By no means is Uber an entirely ethical and good-natured company. However, as a city that aspires to attract small businesses and establish its reputation as a city for all, ban on Uber is an unnecessary and incredibly bureaucratic move. As London’s arguably biggest competitor on the world stage, New York City should not replicate the same mistake and outright ban Uber, reasonably regulate it and subject it to similar rules as other competitors in the field.

Opinions expressed on the editorial pages are not necessarily those of WSN, and our publication of opinions is not an endorsement of them. Email Wayne Chen at [email protected].


A version of this appeared in the Tuesday, Oct. 10 print edition.



  1. With apps like Gett, MyTaxi, Kabbee, and Addison Lee all offering alternatives to traditional taxis and competitive prices (especially after news of Uber’s license denial), I fail to see how the move is anti-competitive.

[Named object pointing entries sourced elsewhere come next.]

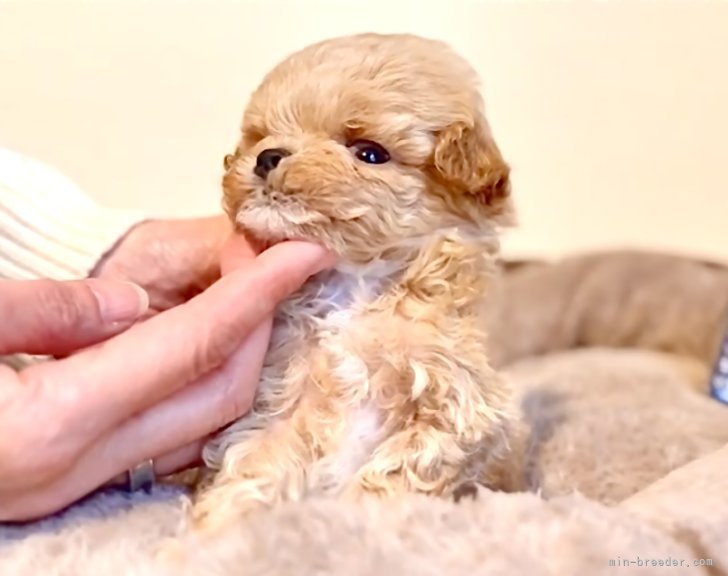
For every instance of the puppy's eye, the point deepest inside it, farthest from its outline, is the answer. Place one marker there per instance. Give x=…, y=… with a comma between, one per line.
x=369, y=152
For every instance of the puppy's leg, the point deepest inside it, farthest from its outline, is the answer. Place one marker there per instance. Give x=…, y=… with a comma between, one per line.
x=457, y=430
x=266, y=468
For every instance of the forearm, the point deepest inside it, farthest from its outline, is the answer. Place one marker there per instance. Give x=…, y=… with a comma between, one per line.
x=48, y=227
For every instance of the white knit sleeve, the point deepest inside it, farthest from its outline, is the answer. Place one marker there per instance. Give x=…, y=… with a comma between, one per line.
x=48, y=227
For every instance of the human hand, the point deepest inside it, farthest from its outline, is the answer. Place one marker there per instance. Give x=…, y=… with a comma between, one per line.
x=155, y=390
x=173, y=260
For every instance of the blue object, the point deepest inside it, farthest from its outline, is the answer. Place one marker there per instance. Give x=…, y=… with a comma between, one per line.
x=719, y=378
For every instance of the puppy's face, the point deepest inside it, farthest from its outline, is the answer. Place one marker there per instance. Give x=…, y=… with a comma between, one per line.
x=366, y=144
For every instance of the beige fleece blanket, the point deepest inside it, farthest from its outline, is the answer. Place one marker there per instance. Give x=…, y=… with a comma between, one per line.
x=627, y=457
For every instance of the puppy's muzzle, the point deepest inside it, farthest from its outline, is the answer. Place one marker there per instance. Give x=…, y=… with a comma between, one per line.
x=268, y=161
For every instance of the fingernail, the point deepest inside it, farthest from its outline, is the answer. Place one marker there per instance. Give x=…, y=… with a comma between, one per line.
x=119, y=301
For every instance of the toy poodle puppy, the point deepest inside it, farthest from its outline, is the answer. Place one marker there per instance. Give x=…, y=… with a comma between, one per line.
x=377, y=378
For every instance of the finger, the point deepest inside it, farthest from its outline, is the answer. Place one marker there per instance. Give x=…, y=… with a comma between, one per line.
x=55, y=318
x=169, y=430
x=152, y=360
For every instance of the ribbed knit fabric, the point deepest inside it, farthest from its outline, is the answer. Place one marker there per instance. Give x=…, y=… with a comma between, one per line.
x=48, y=227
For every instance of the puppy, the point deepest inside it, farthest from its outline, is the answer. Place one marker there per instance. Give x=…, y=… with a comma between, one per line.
x=377, y=377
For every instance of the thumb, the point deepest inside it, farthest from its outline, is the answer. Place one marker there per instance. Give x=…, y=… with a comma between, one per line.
x=57, y=318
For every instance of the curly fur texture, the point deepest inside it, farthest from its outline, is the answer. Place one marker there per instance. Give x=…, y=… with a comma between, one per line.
x=377, y=379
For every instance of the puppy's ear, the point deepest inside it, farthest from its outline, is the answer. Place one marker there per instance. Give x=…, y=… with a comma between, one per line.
x=468, y=159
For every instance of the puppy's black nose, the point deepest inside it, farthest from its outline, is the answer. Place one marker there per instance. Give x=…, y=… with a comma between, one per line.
x=268, y=160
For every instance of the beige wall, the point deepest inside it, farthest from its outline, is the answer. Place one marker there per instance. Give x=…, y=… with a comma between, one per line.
x=614, y=115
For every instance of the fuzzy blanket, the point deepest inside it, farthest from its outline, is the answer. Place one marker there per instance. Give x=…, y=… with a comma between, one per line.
x=610, y=356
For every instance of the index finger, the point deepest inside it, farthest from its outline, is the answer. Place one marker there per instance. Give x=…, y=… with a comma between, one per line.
x=100, y=387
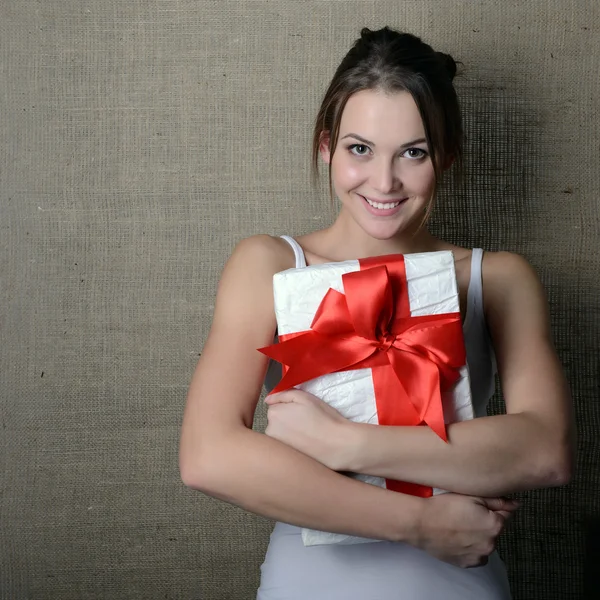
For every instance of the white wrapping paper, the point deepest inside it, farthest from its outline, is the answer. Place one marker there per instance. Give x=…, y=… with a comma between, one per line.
x=432, y=289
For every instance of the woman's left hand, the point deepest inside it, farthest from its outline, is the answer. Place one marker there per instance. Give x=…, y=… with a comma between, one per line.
x=309, y=425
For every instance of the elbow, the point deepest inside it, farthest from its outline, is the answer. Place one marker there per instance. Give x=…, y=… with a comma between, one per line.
x=193, y=467
x=190, y=471
x=558, y=467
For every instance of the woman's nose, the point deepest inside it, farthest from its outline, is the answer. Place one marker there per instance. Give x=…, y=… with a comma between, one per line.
x=385, y=178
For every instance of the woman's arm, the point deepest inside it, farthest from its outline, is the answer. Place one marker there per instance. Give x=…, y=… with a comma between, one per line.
x=529, y=447
x=221, y=455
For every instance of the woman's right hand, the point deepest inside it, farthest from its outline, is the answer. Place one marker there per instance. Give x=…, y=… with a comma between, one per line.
x=462, y=530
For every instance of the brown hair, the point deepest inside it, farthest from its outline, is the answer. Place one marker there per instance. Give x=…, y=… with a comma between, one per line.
x=392, y=61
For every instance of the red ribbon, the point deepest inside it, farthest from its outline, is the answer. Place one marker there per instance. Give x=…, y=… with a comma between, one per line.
x=413, y=359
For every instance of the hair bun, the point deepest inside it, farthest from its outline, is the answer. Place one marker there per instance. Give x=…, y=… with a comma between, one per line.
x=448, y=62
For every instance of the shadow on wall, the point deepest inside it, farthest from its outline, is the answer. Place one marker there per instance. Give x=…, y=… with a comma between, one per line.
x=551, y=544
x=491, y=207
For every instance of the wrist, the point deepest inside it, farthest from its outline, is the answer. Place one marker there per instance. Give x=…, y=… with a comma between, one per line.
x=408, y=519
x=352, y=447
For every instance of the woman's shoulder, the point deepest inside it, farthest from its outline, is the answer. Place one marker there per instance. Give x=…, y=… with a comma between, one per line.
x=261, y=254
x=506, y=267
x=510, y=283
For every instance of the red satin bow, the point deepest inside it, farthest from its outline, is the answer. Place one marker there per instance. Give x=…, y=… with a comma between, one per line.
x=413, y=358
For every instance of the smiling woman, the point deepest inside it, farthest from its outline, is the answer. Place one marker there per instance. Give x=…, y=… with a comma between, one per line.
x=389, y=177
x=388, y=128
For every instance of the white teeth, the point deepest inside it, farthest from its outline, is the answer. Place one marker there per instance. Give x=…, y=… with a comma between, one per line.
x=381, y=205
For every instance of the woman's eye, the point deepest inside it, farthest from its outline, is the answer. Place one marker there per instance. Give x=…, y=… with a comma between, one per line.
x=415, y=153
x=359, y=149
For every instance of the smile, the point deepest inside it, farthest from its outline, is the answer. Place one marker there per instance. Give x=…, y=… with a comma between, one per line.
x=383, y=205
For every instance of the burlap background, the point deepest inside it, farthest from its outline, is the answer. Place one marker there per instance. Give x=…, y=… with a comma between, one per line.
x=140, y=141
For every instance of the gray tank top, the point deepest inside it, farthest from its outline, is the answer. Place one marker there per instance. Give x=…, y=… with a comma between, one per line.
x=480, y=353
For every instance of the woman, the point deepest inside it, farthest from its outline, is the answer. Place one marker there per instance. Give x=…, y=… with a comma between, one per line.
x=388, y=127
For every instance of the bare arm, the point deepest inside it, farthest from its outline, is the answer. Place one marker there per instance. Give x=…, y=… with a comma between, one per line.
x=221, y=455
x=529, y=447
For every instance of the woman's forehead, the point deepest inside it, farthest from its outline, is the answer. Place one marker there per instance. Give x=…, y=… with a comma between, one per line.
x=381, y=114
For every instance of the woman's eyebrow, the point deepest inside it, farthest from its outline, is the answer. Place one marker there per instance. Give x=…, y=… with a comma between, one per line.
x=369, y=143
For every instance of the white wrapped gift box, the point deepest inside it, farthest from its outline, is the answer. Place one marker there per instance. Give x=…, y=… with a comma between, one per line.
x=432, y=290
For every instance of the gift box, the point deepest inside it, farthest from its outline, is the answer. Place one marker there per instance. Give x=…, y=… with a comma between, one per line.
x=381, y=341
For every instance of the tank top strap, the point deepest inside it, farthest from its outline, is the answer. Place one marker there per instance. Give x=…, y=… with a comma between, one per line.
x=298, y=252
x=475, y=289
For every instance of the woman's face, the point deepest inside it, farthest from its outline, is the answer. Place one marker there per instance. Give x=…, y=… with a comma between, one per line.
x=381, y=169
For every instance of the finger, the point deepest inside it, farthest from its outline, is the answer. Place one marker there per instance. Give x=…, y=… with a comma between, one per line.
x=505, y=514
x=279, y=398
x=500, y=504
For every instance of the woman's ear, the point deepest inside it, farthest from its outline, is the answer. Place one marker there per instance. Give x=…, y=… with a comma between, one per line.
x=324, y=147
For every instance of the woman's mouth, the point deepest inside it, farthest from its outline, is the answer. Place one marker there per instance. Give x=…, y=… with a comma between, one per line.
x=380, y=208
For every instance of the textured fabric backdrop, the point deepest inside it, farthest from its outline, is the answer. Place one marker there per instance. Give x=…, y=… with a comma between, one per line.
x=140, y=141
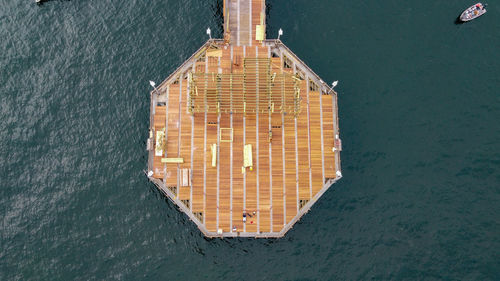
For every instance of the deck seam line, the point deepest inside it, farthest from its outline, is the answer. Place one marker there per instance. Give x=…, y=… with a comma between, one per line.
x=219, y=70
x=205, y=155
x=270, y=176
x=231, y=157
x=238, y=17
x=179, y=125
x=166, y=135
x=283, y=146
x=296, y=156
x=257, y=141
x=218, y=173
x=244, y=140
x=192, y=154
x=320, y=93
x=250, y=22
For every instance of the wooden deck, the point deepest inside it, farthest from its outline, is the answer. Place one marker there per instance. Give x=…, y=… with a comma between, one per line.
x=294, y=155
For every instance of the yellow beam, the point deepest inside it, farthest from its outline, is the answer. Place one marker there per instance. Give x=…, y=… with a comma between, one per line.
x=173, y=160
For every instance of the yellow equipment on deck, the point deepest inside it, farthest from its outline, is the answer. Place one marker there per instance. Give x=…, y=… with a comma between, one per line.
x=173, y=160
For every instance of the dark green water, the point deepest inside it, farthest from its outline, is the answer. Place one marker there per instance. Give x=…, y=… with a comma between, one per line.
x=419, y=116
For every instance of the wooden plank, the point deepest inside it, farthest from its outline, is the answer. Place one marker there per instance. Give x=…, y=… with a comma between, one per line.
x=315, y=133
x=277, y=173
x=328, y=136
x=159, y=120
x=224, y=178
x=303, y=147
x=251, y=175
x=211, y=176
x=198, y=172
x=290, y=170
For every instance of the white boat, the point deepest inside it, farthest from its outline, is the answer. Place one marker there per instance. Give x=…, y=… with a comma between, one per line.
x=473, y=12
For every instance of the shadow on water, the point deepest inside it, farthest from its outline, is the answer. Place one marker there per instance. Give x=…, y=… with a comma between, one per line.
x=458, y=21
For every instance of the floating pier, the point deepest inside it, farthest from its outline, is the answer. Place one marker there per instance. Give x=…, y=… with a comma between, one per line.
x=244, y=136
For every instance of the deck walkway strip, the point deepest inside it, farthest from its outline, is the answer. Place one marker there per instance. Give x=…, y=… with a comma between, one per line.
x=322, y=137
x=239, y=19
x=271, y=213
x=179, y=128
x=257, y=209
x=205, y=158
x=329, y=137
x=231, y=156
x=296, y=167
x=218, y=170
x=283, y=136
x=309, y=136
x=250, y=29
x=166, y=137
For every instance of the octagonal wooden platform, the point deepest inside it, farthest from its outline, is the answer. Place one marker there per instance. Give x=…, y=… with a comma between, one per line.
x=291, y=125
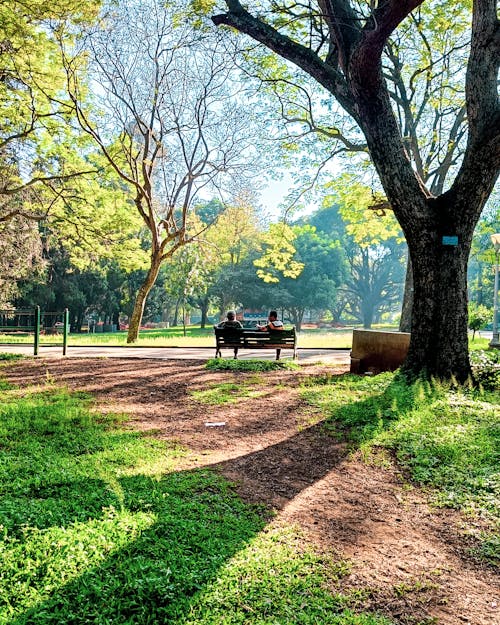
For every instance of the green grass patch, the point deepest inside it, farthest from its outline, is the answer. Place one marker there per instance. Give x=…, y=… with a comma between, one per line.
x=446, y=439
x=97, y=527
x=9, y=357
x=252, y=365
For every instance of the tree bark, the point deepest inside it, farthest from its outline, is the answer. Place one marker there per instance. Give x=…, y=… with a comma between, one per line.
x=405, y=321
x=140, y=300
x=352, y=73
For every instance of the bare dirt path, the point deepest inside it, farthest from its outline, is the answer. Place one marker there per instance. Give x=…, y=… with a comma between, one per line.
x=412, y=562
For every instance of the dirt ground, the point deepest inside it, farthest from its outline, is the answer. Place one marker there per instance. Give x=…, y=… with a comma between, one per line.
x=414, y=561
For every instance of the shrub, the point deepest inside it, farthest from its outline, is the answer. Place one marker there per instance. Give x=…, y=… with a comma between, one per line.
x=486, y=367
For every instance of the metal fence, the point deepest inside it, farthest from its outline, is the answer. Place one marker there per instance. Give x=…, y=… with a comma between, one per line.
x=17, y=322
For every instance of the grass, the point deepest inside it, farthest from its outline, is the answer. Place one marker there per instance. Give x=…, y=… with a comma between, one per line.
x=174, y=337
x=97, y=527
x=251, y=364
x=446, y=439
x=332, y=338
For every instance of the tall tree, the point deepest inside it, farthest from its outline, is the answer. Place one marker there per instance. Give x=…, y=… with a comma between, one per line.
x=36, y=135
x=165, y=121
x=341, y=45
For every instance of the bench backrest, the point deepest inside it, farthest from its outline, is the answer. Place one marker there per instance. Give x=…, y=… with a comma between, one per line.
x=239, y=336
x=231, y=336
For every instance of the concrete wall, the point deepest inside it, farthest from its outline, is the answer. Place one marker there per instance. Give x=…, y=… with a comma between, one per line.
x=376, y=350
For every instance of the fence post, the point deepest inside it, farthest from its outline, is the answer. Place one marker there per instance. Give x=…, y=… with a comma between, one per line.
x=65, y=330
x=36, y=342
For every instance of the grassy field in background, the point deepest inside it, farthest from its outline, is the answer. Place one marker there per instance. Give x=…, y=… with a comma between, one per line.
x=175, y=337
x=197, y=337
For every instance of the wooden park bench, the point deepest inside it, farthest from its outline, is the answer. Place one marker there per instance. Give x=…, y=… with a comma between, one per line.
x=236, y=339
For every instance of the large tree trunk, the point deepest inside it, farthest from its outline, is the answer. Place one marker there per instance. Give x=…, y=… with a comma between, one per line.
x=352, y=72
x=439, y=340
x=140, y=300
x=405, y=321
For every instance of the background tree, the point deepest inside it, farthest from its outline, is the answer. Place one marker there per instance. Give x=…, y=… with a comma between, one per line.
x=341, y=46
x=37, y=140
x=163, y=117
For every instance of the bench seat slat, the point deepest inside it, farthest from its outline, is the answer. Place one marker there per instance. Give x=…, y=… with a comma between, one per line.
x=236, y=339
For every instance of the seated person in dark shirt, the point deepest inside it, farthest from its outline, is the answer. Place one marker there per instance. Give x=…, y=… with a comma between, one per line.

    The fact that a company utilized intricate technology to avert authorities and continue illegal operations hints at a cultural disrespect for established norms and codes of law. Hopefully, the arrival of a new CEO and a reshuffling of the BoD will catalyze a culture change. Nevertheless, the TFL has no obligation to grant a license to a company with a precedent for challenging the decisions of governments.

    Let’s be clear: the TFL did not give Uber a license, they did not decide to ban all ride-sharing services. Capitalism dictates that an Uber replacement, if talks between TFL and Uber are fruitless, is not too far away.